As Octavio has been transformed into a closer, his numbers have still been solid although not quite as impressive.  After being traded to Oakland in mid-2004 he stumbled, but still had a decent statistical year.  For his brief time in 2005, his strikeout ration was down but his control improved, walking only 1.46 B/9.

Can He Help Minnesota?

If he's healthy, of course.  He'll help anyone if he's healthy.  But that's the big question mark, isn't it?

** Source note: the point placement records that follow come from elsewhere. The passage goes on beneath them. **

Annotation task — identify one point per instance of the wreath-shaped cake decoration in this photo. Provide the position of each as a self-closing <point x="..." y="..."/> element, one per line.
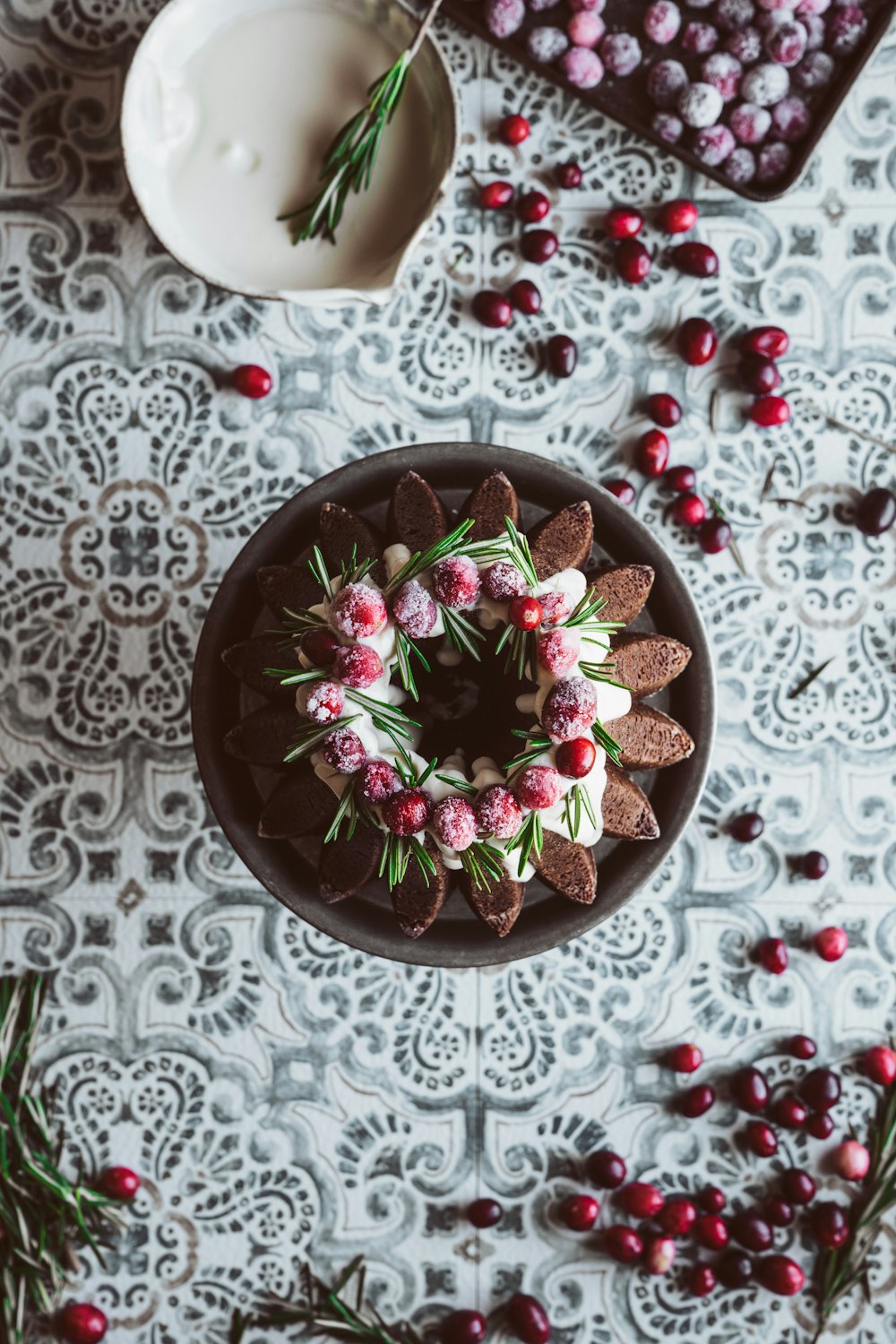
<point x="362" y="629"/>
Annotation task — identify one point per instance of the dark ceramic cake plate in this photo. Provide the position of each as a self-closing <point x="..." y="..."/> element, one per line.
<point x="237" y="792"/>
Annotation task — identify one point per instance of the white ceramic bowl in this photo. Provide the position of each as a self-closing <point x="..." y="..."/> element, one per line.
<point x="225" y="228"/>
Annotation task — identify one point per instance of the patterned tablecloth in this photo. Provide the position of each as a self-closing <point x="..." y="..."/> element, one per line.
<point x="284" y="1096"/>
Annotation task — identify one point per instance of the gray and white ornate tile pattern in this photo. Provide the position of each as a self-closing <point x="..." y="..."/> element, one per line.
<point x="284" y="1096"/>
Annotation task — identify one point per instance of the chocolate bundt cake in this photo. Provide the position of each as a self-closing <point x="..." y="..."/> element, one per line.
<point x="454" y="703"/>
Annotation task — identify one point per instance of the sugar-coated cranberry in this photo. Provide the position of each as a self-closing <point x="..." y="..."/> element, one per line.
<point x="343" y="752"/>
<point x="876" y="511"/>
<point x="514" y="129"/>
<point x="455" y="581"/>
<point x="579" y="1212"/>
<point x="525" y="297"/>
<point x="702" y="1279"/>
<point x="664" y="410"/>
<point x="622" y="222"/>
<point x="497" y="812"/>
<point x="253" y="381"/>
<point x="622" y="489"/>
<point x="622" y="1244"/>
<point x="528" y="1320"/>
<point x="414" y="609"/>
<point x="538" y="787"/>
<point x="761" y="1139"/>
<point x="696" y="1101"/>
<point x="463" y="1327"/>
<point x="454" y="823"/>
<point x="563" y="355"/>
<point x="780" y="1274"/>
<point x="633" y="261"/>
<point x="880" y="1064"/>
<point x="651" y="453"/>
<point x="324" y="702"/>
<point x="606" y="1169"/>
<point x="688" y="510"/>
<point x="495" y="195"/>
<point x="378" y="780"/>
<point x="358" y="666"/>
<point x="677" y="1215"/>
<point x="831" y="943"/>
<point x="734" y="1269"/>
<point x="358" y="610"/>
<point x="696" y="341"/>
<point x="408" y="811"/>
<point x="850" y="1160"/>
<point x="492" y="309"/>
<point x="485" y="1212"/>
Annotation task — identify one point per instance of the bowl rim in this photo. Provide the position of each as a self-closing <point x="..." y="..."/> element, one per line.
<point x="335" y="297"/>
<point x="226" y="624"/>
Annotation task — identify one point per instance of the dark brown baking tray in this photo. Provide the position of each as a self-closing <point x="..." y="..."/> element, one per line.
<point x="625" y="99"/>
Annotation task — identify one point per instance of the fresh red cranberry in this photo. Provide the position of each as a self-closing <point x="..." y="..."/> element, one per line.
<point x="538" y="245"/>
<point x="758" y="374"/>
<point x="772" y="956"/>
<point x="814" y="865"/>
<point x="408" y="811"/>
<point x="770" y="411"/>
<point x="696" y="1101"/>
<point x="664" y="410"/>
<point x="579" y="1212"/>
<point x="681" y="478"/>
<point x="820" y="1089"/>
<point x="761" y="1139"/>
<point x="622" y="489"/>
<point x="750" y="1090"/>
<point x="622" y="1244"/>
<point x="651" y="453"/>
<point x="697" y="341"/>
<point x="753" y="1231"/>
<point x="771" y="341"/>
<point x="575" y="760"/>
<point x="711" y="1231"/>
<point x="880" y="1064"/>
<point x="677" y="217"/>
<point x="684" y="1059"/>
<point x="319" y="647"/>
<point x="463" y="1328"/>
<point x="831" y="943"/>
<point x="118" y="1183"/>
<point x="492" y="309"/>
<point x="568" y="177"/>
<point x="829" y="1225"/>
<point x="677" y="1217"/>
<point x="622" y="222"/>
<point x="81" y="1322"/>
<point x="688" y="510"/>
<point x="696" y="260"/>
<point x="514" y="129"/>
<point x="563" y="355"/>
<point x="528" y="1320"/>
<point x="734" y="1269"/>
<point x="495" y="195"/>
<point x="713" y="535"/>
<point x="633" y="261"/>
<point x="876" y="511"/>
<point x="525" y="613"/>
<point x="780" y="1274"/>
<point x="702" y="1279"/>
<point x="606" y="1169"/>
<point x="253" y="381"/>
<point x="485" y="1212"/>
<point x="525" y="297"/>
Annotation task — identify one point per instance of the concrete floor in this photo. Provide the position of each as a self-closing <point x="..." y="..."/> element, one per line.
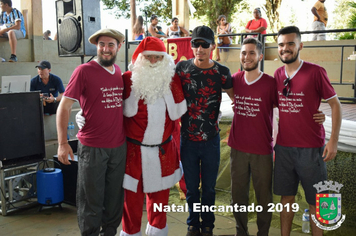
<point x="52" y="221"/>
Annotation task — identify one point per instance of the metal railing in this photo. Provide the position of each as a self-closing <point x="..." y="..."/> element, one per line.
<point x="262" y="38"/>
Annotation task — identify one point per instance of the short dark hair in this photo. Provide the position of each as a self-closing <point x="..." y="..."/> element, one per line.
<point x="290" y="30"/>
<point x="259" y="10"/>
<point x="8" y="2"/>
<point x="254" y="41"/>
<point x="153" y="17"/>
<point x="220" y="17"/>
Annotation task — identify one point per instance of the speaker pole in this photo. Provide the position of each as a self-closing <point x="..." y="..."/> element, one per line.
<point x="126" y="50"/>
<point x="146" y="24"/>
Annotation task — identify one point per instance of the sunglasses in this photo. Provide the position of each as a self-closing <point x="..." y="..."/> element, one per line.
<point x="198" y="44"/>
<point x="287" y="86"/>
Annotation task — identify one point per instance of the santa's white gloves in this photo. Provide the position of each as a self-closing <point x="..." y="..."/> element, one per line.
<point x="79" y="118"/>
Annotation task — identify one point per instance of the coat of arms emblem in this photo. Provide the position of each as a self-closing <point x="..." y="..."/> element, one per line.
<point x="328" y="206"/>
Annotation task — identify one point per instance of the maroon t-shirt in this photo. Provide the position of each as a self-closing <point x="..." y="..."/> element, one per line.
<point x="307" y="87"/>
<point x="251" y="129"/>
<point x="100" y="95"/>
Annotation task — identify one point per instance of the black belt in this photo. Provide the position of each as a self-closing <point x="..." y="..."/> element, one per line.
<point x="134" y="141"/>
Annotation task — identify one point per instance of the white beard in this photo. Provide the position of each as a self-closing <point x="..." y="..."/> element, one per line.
<point x="151" y="81"/>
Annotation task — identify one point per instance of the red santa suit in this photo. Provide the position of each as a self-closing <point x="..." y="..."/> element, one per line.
<point x="152" y="164"/>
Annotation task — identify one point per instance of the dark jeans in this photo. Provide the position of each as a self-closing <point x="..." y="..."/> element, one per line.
<point x="259" y="167"/>
<point x="202" y="157"/>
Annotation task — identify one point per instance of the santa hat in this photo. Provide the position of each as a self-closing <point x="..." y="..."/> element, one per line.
<point x="149" y="46"/>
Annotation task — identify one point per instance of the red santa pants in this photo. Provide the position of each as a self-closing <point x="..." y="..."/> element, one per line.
<point x="133" y="207"/>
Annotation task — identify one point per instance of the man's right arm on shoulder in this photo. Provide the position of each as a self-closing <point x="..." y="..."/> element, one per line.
<point x="64" y="149"/>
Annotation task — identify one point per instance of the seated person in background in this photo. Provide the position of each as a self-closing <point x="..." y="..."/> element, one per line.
<point x="174" y="31"/>
<point x="12" y="26"/>
<point x="159" y="30"/>
<point x="152" y="27"/>
<point x="46" y="35"/>
<point x="138" y="30"/>
<point x="50" y="85"/>
<point x="257" y="25"/>
<point x="223" y="28"/>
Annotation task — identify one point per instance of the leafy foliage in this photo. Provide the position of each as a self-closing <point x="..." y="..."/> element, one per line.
<point x="272" y="8"/>
<point x="346" y="9"/>
<point x="213" y="8"/>
<point x="163" y="9"/>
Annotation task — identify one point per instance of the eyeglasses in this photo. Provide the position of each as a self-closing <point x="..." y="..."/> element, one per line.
<point x="156" y="57"/>
<point x="198" y="44"/>
<point x="287" y="86"/>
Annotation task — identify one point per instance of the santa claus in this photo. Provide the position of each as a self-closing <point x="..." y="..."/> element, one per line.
<point x="153" y="100"/>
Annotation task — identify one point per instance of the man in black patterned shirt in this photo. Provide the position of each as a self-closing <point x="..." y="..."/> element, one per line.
<point x="202" y="80"/>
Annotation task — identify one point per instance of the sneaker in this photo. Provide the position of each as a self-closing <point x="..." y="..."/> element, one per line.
<point x="13" y="58"/>
<point x="193" y="231"/>
<point x="207" y="231"/>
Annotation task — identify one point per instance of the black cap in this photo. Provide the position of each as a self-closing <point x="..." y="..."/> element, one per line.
<point x="204" y="33"/>
<point x="44" y="65"/>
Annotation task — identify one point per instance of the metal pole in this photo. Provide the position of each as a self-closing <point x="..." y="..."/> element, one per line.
<point x="342" y="63"/>
<point x="126" y="50"/>
<point x="263" y="51"/>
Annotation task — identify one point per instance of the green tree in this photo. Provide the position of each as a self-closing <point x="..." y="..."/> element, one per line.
<point x="272" y="8"/>
<point x="346" y="9"/>
<point x="211" y="9"/>
<point x="127" y="9"/>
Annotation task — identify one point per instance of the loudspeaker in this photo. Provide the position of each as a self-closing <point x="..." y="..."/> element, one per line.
<point x="76" y="22"/>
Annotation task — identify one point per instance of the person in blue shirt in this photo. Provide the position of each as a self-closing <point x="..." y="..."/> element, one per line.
<point x="14" y="24"/>
<point x="50" y="85"/>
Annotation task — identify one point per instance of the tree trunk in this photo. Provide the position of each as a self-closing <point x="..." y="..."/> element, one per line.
<point x="133" y="16"/>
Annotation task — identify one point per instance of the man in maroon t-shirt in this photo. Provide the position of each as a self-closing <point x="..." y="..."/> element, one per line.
<point x="98" y="87"/>
<point x="301" y="152"/>
<point x="255" y="95"/>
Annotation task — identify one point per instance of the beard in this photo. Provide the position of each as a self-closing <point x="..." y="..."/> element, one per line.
<point x="254" y="66"/>
<point x="151" y="81"/>
<point x="293" y="59"/>
<point x="106" y="63"/>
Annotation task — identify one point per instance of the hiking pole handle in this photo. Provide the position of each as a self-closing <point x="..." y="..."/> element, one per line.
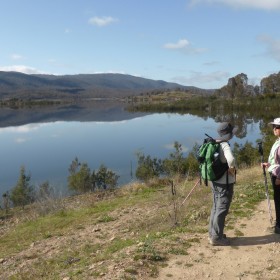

While our bullpen still holds talent at the top with Nathan and Rincon, Jesse Crain's low strikeout rates should be at least mildly disconcerting.  J.C. Romero's talent and inconsistency are gone, Travis Bowyer's gone, Matt Guerrier may be a 5th starter this season, Terry Mulholland may or may not be too old to pitch officially, and Francisco Liriano may be a rookie in the pen.  And what about that Grant Balfour guy?  Yes, relief pitching still should be considered a strength of our team, but it isn't as proven or deep as it has been the past few seasons.

   CP  Joe Nathan
   SU  Juan Rincon
   MR  Jesse Crain
   MR  Grant Balfour?
   MR  Fransisco Liriano?
   MR  Matt Guerrier?

If Scott Baker and/or Kyle Lohse aren't traded, they'll be in the starting rotation.  This leaves pitchers like Boof Bonser, J.D. Durbin, Dave Gassner and Willie Eyre as supplemental players.  Again, with the talent of these guys we could definately be in a more precarious position, but the fact is our bullpen doesn't have the daunting look it's had for the past few years.

Is It Worth It?

Adding Octavio Dotel to this list of stars and rising stars would suit me just fine, if the price is right.  But with what he could bring to the table and his $4.5 million dollar salary in 2005...he may be a bit out of our price range when considering the risk.  At a bargain price, and without having to give up a draft pick, would you say no?